Googlearchy and the Dawn of Web Time

Summarized here are the main organizations and ideas that have shaped the WWW from my perspective of a 4 decade Internet user. Included is a simple, effective technique for better web searching, dubbed the “Controversy Explorer”.

Defining Moments: Googlearchy and the Dawn of Web Time

“Googlearchy” is a coined word expressing the powers of a search service to dominate public activities such as political thinking. The term generally invokes questioning about how people use, and are used by, search services under the business model called “Surveillance capitalism”.

“The “Dawn of Web Time” is that point, circa 1993, where the general public became aware of, and drawn to, computer-based networks. These networks evolved from governmental responses produced soon after the age of Sputnik. Then came a tipping point where networked life changed business, politics, education, entertainment, and personal lives. It’s ironic that the modern, massive index of web pages complicates understanding of people, events, and concept sin the ancient history of the 1950s into the 1990s.

Before The Web Dawn of Time

Arpanet to NSF Net

First, let’s back up to understand how the Internet fell into our hands. That year, roughly 1993, the Arpanet had morphed through Internet into NSF net and became open to commercial traffic.

It began with the early days of quiet development at a few universities and military contractors, blatant commercial use had been prohibited. Research by Supercomputer Centers was an established goal based around development of national computing capabilities and large scale experiments, funded by the National Science Foundation and other government science agencies. Human-computer collaboration slowly evolved as a research field and as motivation for government funded networks. The 1991 “High Performance Computing” bill promoted by Senator Al Gore opened the Internet to commercial domain holders under auspices of the Network Division of the National Science Foundation which had been supervising the bundled Arpanet and NSF Net, separated from the military MILNet. One more acronym in the mix was NREN for National Research and Education Network, an umbrella for advancing networks in schools, libraries, along the “Information Superhighway”.

Remembering the ISP industry

Those not sufficiently affiliated with a university or research center in the decade before the Dawn had other choices for email and file transfer through the ISP (Internet Service Provider) industry. In those days people shelled out on the order of $20 a month to send their email through the network of networks.

Another group of services sprouted up as CompuServe, Prodigy, and American Online then offering dial up services with email and forums. Who of us with a PC at that period can forget the regular arrival of shiny CDs with their America Online software and signup?

Usenet was the early Social Media

Yet another network was Usenet, popular throughout the 1980s for its massive hierarchical organization of newsgroups. Since group postings were transferred in bulk through a distributed partnership of UNIX servers, access was provided by employers or individual ISP accounts.

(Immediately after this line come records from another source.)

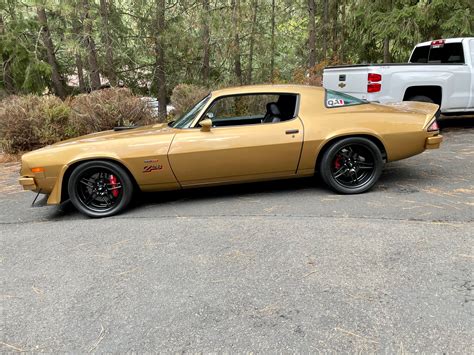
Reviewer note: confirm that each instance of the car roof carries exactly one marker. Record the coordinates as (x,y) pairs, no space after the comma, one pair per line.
(266,89)
(447,40)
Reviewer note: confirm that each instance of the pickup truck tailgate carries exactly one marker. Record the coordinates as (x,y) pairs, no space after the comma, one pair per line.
(350,80)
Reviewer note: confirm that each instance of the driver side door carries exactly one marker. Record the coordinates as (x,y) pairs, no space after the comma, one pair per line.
(239,147)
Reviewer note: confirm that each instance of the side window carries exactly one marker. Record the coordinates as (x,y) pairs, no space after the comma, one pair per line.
(252,109)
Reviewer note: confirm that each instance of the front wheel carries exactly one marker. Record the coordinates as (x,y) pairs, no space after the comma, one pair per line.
(100,188)
(352,165)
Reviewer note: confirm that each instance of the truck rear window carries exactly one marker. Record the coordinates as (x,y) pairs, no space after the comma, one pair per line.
(338,99)
(449,53)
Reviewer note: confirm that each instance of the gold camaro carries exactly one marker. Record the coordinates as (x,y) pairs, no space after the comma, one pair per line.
(235,135)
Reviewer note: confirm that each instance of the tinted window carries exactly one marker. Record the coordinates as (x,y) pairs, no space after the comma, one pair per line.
(252,109)
(449,53)
(420,55)
(189,116)
(338,99)
(444,54)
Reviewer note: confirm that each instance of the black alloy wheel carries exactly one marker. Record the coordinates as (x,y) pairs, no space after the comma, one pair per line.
(352,165)
(100,188)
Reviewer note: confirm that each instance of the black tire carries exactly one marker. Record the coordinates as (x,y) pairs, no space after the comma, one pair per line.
(421,98)
(352,165)
(100,188)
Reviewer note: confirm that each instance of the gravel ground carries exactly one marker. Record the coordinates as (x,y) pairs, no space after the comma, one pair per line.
(285,266)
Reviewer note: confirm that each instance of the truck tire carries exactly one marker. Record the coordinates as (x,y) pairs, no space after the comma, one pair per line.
(421,98)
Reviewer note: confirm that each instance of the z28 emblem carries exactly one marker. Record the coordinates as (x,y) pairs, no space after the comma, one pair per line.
(150,168)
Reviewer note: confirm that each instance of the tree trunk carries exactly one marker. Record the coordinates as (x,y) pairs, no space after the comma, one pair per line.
(325,27)
(335,40)
(312,34)
(6,60)
(94,73)
(205,41)
(236,44)
(76,28)
(107,41)
(272,51)
(342,48)
(252,41)
(387,58)
(58,82)
(159,75)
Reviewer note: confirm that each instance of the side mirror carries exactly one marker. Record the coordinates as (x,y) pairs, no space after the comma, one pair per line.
(206,125)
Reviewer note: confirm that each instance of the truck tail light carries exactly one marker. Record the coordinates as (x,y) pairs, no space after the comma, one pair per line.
(373,82)
(374,87)
(374,77)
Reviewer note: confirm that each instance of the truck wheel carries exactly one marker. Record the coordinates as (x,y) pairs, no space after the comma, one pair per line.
(421,98)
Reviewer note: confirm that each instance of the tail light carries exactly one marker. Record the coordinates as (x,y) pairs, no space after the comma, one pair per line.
(373,82)
(374,77)
(374,87)
(433,127)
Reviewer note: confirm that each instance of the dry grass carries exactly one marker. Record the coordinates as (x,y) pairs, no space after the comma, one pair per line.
(29,122)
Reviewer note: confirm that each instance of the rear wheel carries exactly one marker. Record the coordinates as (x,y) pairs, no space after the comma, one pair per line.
(421,98)
(352,165)
(100,188)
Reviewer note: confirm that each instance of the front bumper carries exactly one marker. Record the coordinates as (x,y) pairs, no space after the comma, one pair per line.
(433,142)
(28,183)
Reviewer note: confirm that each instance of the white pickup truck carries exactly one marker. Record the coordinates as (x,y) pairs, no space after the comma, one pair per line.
(440,71)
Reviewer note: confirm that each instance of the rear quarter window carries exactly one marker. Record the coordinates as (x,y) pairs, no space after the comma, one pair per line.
(338,99)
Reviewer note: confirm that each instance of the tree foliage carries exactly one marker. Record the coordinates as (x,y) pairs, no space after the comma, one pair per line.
(152,46)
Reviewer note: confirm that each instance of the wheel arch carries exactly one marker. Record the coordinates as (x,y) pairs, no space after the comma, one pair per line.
(64,195)
(325,146)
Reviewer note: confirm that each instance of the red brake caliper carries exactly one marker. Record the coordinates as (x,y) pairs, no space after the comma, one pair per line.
(113,184)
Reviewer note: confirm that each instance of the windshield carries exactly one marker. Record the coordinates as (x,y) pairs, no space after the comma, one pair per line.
(338,99)
(185,120)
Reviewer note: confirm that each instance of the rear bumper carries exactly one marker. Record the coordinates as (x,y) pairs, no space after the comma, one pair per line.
(28,183)
(433,142)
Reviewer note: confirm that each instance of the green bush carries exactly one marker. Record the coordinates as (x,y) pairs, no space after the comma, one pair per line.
(29,122)
(105,109)
(184,96)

Usenet user interfaces often resembled email managers where subscribed groups and threaded posting were read online after download from a server. Usenet was not funded by the USG nor industry but rather organized and managed by individuals sprouting from a North Carolina graduate student project.

So called news groups covered an enormous range of topics under top levels such as “soc.”, “comp.”,and “alt.*”, the latter including binaries and possibly unsavory topics.

Lessons from pre-Dawn Social Media

Usenet and the AOL type services were the social media of the day. Groups announced products and conferences, discussed issues and people, and consumed hours of professional and personal time. Group rituals and communication habits formed in the spirit of personal accountability and democratic management. Profits were minimal compared to today.

“Privacy”, what is that? Usenet newsgroups were mostly open, sometimes moderated. Individuals managed release of their own information by password and personal reputation. Advertising was minimal to nonexistent although pressure to sign up for services was steady in the frequent arrival of those shiny CD bundles.

Usenet news groups were at one point archived by Deja News, gobbled by Google, and now hard to find. A great trove of computing history is buried in the rubble of those forums. , People talked without friending, or profiling, or even posting pictures.

Flame wars had a locale in which to gather force and annoy readers. The famous “Godwin’s Law” observed that any discussion would eventually garner heated opinions and result in name calling of a Nazi or Hitler, thereby losing the argument. Observations of issue-based discussions showed that threads often wandered through opinions then stopped when someone posted a factual response that took the fun out of the debate. Gender differences became apparent when a woman’s opinion would be countered as simply not how it was, expressed at a 15 to 1 male:female rate, until she was drowned out.

Thank You, Sir Berners-Lee

To summarize, the networked world left its grant funded high-minded academic routes and entered a brief period of out of pocket paying customer bases. A parallel path was the invention of the WWW lingering until 1993 when a Supercomputer Center project designed the Mosaic browser that became the first major Internet company product through Netscape.That interface popularized an European physicist’s dream of inter-connected files around the globe.

Before the WWW was real hyper “text”

While the WWW implemented a version of hypertext, the concept itself had been around long enough to gain both academic and industrial innovators. An early, 1945, suggestion of personal information management and associated professions appeared in Vannevar Bush’s “As We May Think” article.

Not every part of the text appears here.